Models are attempts to quantify what happens on the field and predict how players will play for years to come. These are useful tools and indispensable for teams in the current era of the game.

But every model has its flaws. They require tweaks and improvements as problems become apparent. Letting scouts raise questions and drive discussions on where the model seems to be missing something can help improve those models more quickly.

As an example, most public—and according to conversations, many private—pitch models struggle to properly evaluate changeups, which often means that scouts’ grades and pitch models disagree on changeup quality. Deception plays a role in the success of a changeup, which is something that’s difficult to quantify. When scouts and models disagree, an opportunity to improve the model arises.

Using scouts as stock analysts is an updated way of doing what scouts have done for years, and is always a way teams can prove to themselves the value of their pro scouts.

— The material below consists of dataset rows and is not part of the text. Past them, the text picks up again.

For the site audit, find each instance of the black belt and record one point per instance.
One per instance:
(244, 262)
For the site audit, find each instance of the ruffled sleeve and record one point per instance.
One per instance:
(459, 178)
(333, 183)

The goal with performance models and scouting reports is to project years into the future, which means that you have to wait years to learn about the accuracy of your model or your scouts’ reports. But there are things that can be tested before then. Much like Baseball America prospect rankings, teams have their own internal valuations on prospects (and big leaguers). Analytical models attempt to predict which prospects will blossom and which will wither.

Scouts do the same thing, but they can serve as a check on the models. Scouts can predict which players are going to be more valued a year from now and which players they expect to regress. A year later, a team could evaluate its scouts’ predictions. With a good staff, teams will find that the scouts are right significantly more often than they’re wrong, and it creates opportunities in trades.

MLB teams are in a never-ending race to build the best models. But if everyone is looking at the same analytical data, with the same biomechanical information, it’s hard for a team to figure out advantages. And when they do find them, the advantage is often fleeting.

The data leaves fingerprints, so when one team finds an advantage, other teams can reverse-engineer it by studying the data. One team’s secret advantage quickly becomes commonplace. This was evident in how quickly one-knee-down catcher setups spread around the majors.

If a team has an evaluative advantage from scouts, it’s not as easily replicated.

Analytics are valuable. So are scouts. The teams who figure out how to mesh the two together the best have a big advantage.